Much of this solar concentration is directly attributable to special state solar incentive programs, most notably state Renewable Portfolio Standards (RPS). Currently, 29 states plus the District of Columbia having binding RPS programs, which require a set amount of retail electricity sales to be supplied by qualifying renewable energy resources.
The Southeast, however, is largely void of RPS programs. The region also offers PURPA “avoided cost” rates that have, thus far, been too low to support new solar PV projects to move forward as Qualifying Facilities (QFs).

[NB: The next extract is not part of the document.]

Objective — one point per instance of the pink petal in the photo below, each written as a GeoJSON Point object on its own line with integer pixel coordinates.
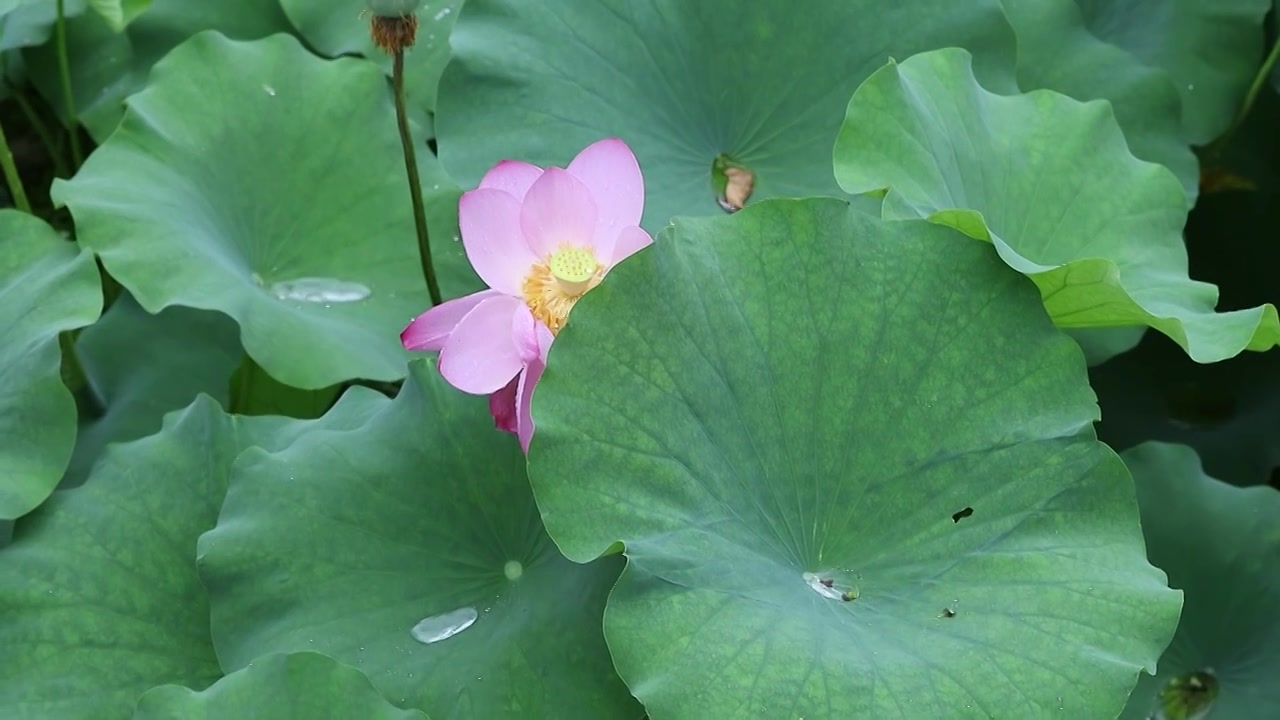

In the Southeast, only North Carolina has an RPS, requiring 12.5% of sales to be sourced from renewable energy by 2021. Until 2016, the state also offered a 35% ITC for solar projects, to be used in addition to the federal ITC. As result, North Carolina is the only state in the region with significant solar PV capacity, totaling 2.1 GW as of end-2016. In neighboring states without an RPS or other incentive programs, solar developers have been largely unable to offer PPAs below PURPA-based avoided cost rates.
Given the poor existing solar market conditions in the region, it is somewhat surprising that AEO 2017’s reference case projects that of the 93 GW of new solar PV capacity additions between 2015-2040, 78.4 GW (or 85%) of that capacity will be built in the Southeast. The graphs below show the AEO projections for four of the six southeastern modeling regions.
These results are well above EVA’s long-term projections and indeed, are well above those from EIA’s AEO 2016, as well. Given the magnitude, the numbers merit a closer look.
The most important caveat is that the AEO 2017 reference case incorporates EPA’s Clean Power Plan (CPP), which is now likely to be abandoned. There is little doubt that the CPP spurred a significant portion of the modeled new solar build activity. AEO 2017’s No Carbon case, for example, projects only 58 GW of new solar PV, versus 93 GW in the reference case. No regional breakout was provided for the No Carbon case, but a large chunk of the variance is likely in the Southeast.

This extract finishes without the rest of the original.